Unlocking performance, scalability, and cost-efficiency of Zomato’s Billing Platform by switching from TiDB to DynamoDB

This post is co-authored with Neha Gupta & Kanica Mandhania from Zomato.

Zomato, an India-based restaurant aggregator, food delivery, and dining-out company, operates in over 1,000 cities and lists more than 350,000 restaurants. Since its inception in 2008, Zomato has grown tremendously, both in scope and scale—and has emerged as the leading market player in India’s food tech industry. As the demand for online food ordering continues to grow, Zomato recognizes the importance of innovation in meeting scalability requirements.

Considering the nature of our business, customer traffic is primarily concentrated during meal times, leading to notable differences in workload between peak and non-peak hours. Additionally, on special occasions like Diwali and New Year’s Eve, Zomato experiences massive traffic surges with significantly higher spikes compared to regular days. Therefore, it’s crucial for Zomato to select a database that ensures consistent low latency, regardless of scale, and possesses the capability to handle traffic spikes without the need for expensive overprovisioning during periods of lower activity.

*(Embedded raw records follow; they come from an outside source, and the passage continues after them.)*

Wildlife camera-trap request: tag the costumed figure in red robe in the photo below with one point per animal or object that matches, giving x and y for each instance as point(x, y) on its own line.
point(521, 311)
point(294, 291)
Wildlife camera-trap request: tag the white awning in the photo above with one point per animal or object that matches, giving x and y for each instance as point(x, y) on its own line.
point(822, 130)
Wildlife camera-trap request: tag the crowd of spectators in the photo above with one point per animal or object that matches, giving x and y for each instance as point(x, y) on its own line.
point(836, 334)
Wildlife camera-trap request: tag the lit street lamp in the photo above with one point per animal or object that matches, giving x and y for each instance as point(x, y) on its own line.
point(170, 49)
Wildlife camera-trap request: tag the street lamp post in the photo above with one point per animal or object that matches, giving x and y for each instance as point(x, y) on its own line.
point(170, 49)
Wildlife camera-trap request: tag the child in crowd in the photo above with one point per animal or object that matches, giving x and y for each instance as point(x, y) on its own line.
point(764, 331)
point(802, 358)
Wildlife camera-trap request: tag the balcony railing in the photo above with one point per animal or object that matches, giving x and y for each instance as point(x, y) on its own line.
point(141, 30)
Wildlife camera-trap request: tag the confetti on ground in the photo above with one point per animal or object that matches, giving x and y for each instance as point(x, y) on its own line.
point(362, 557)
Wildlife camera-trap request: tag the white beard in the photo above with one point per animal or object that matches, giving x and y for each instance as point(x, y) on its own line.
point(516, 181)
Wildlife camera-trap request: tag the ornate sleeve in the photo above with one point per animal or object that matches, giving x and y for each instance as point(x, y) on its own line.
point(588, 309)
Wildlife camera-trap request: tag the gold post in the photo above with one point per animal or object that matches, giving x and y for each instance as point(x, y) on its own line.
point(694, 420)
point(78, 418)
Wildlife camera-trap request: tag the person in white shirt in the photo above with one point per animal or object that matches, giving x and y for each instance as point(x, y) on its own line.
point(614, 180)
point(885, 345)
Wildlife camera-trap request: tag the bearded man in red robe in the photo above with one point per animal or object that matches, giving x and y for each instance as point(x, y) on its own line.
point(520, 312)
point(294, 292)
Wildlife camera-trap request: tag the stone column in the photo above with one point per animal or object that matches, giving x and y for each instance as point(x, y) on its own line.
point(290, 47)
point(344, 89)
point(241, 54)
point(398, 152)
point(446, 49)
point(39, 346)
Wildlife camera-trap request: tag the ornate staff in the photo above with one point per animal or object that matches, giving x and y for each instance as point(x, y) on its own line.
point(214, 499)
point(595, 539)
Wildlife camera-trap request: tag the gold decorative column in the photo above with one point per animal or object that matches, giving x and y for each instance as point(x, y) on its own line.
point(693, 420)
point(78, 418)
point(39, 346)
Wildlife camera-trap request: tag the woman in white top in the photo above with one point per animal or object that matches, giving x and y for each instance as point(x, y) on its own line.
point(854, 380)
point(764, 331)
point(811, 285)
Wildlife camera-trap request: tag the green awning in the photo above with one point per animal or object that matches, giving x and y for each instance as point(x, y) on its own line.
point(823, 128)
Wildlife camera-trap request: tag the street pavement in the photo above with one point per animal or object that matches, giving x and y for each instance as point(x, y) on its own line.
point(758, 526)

In this post, we explain the primary factors that prompted Zomato to transition away from relational databases and TiDB to Amazon DynamoDB, a fully managed, serverless, key-value NoSQL database. This enabled us to effectively manage traffic spikes without the need for costly overprovisioning during periods of reduced activity and even lower total cost of ownership (TCO).

Zomato’s Billing Platform

Zomato’s Billing Platform is accountable for managing post-order processes, primarily focusing on maintaining ledgers and handling payouts for various business verticals such as Online Ordering, Dining Out, Blinkit, Hyperpure, and Feeding India. This platform effectively handles the distribution of payments to restaurant partners and riders at a large scale.

At the time of writing this post, Zomato’s Billing Platform processes around 10 million events on a typical day. This results in approximately 1 million payments on a weekly basis. Because generating invoices and processing payments is a mission-critical function for Zomato, the availability and resiliency of the billing system is important for the success of our business.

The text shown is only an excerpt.